THE House Building Finance Corporation, a government entity, was originally established in 1952 under an act of parliament called HBFC Act 1952 to provide housing finance to the public.

Till 2002, the HBFC enjoyed monopoly in the field of housing finance and its annual disbursement/origination was about 1.5 billion according to the statistics of the State Bank of Pakistan.

In 1994 the government decided that the HBFC should operate as a market-oriented financial institution and in that year the SBP stopped lending to the HBFC. Since then, the HBFC has been relying on repayment of its loan portfolio.

In a review on the housing finance sector, conducted by the World Bank in 2002, the HBFC was characterised as a failed institution with a ‘flawed’ charter, poor governance, high levels of non-performing loans, inadequate risk management and high administrative cost.
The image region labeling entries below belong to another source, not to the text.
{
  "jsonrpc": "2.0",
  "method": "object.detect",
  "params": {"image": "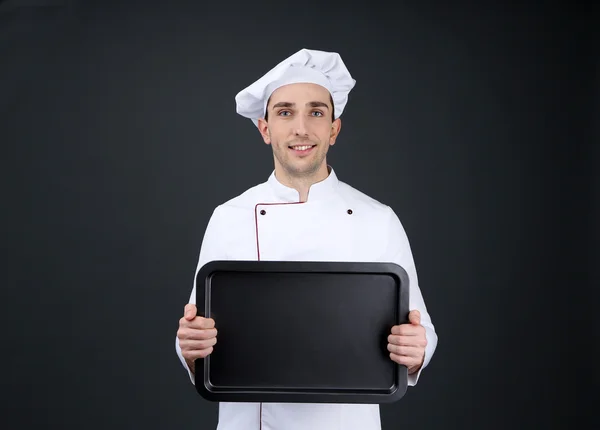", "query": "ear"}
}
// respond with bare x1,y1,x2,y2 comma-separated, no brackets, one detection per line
258,118,271,145
329,118,342,146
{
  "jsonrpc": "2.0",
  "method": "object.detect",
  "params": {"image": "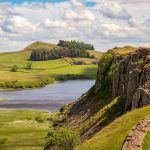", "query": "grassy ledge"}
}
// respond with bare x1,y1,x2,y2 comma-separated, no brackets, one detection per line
76,106,150,150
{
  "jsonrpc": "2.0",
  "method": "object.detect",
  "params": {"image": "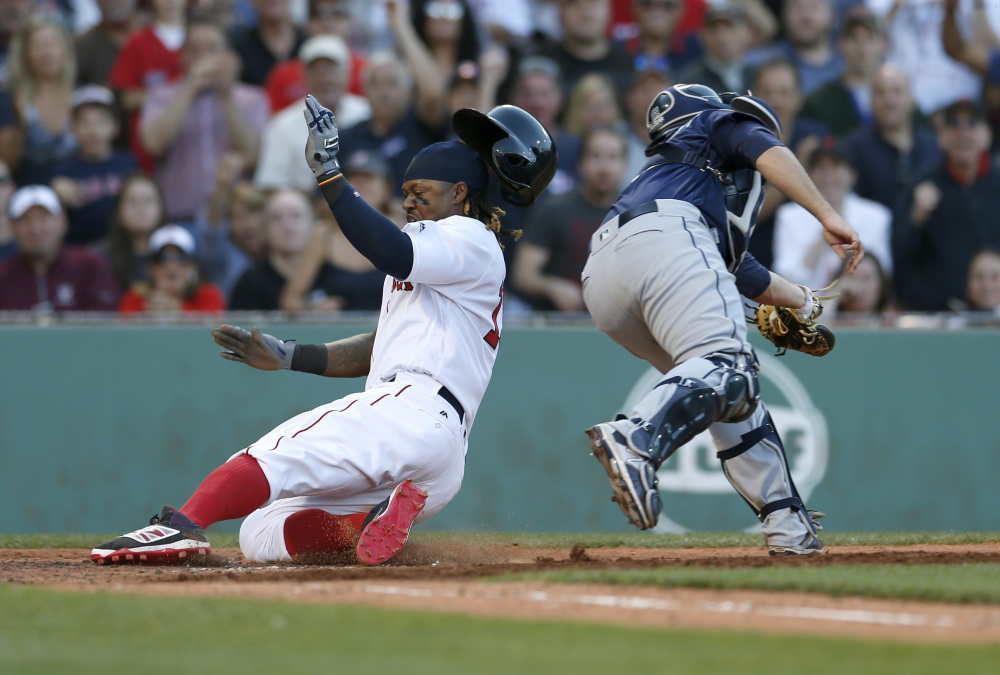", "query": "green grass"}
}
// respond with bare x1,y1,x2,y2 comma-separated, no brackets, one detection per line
504,563,1000,604
0,586,1000,675
0,532,1000,548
This review summarised that the HBFC appeared to be ‘in a state of latent bankruptcy’ and that its ‘insolvency status appeared to be grossly underestimated’.

In 2003, it was decided by the federal government that the HBFC should be a corporate body, instead of a statutory body, with full autonomy to its board of directors to enable the HBFC to improve its efficiency. A roadmap was given to corporatise the entity.

Till 2005 no significant progress could be shown in corportisation of the HBFC. The new management was in place in 2005 which took initiative but instead of converting the HBFC into a company, a new company with the name of House Building Finance Corporation Limited was incorporated and registered with SECP in June 2006 under Companies Ordinance, 1984.

On July 25, 2007, the ministry of finance issued an SRO through which the HBFC was wound up by transferring and vesting in the House Building Finance Corporation Limited (Company) all assets, contracts, liabilities, proceedings, business and undertakings of the HBFC.

This government action was taken without any legislation, though the HBFC was established under an act called the HBFC Act, which has not yet been repealed. Moreover, no legislation was made for the corportisation of the HBFC whose assets and liabilities could only be transferred through a conversion act to be passed by parliament.

Thus the finance ministry should revisit its action taken through an SRO, dated July 25, 2007, because in the absence of legislation the legal authority of the SRO is questionable and the process of the HBFC’s corportisation is not completed.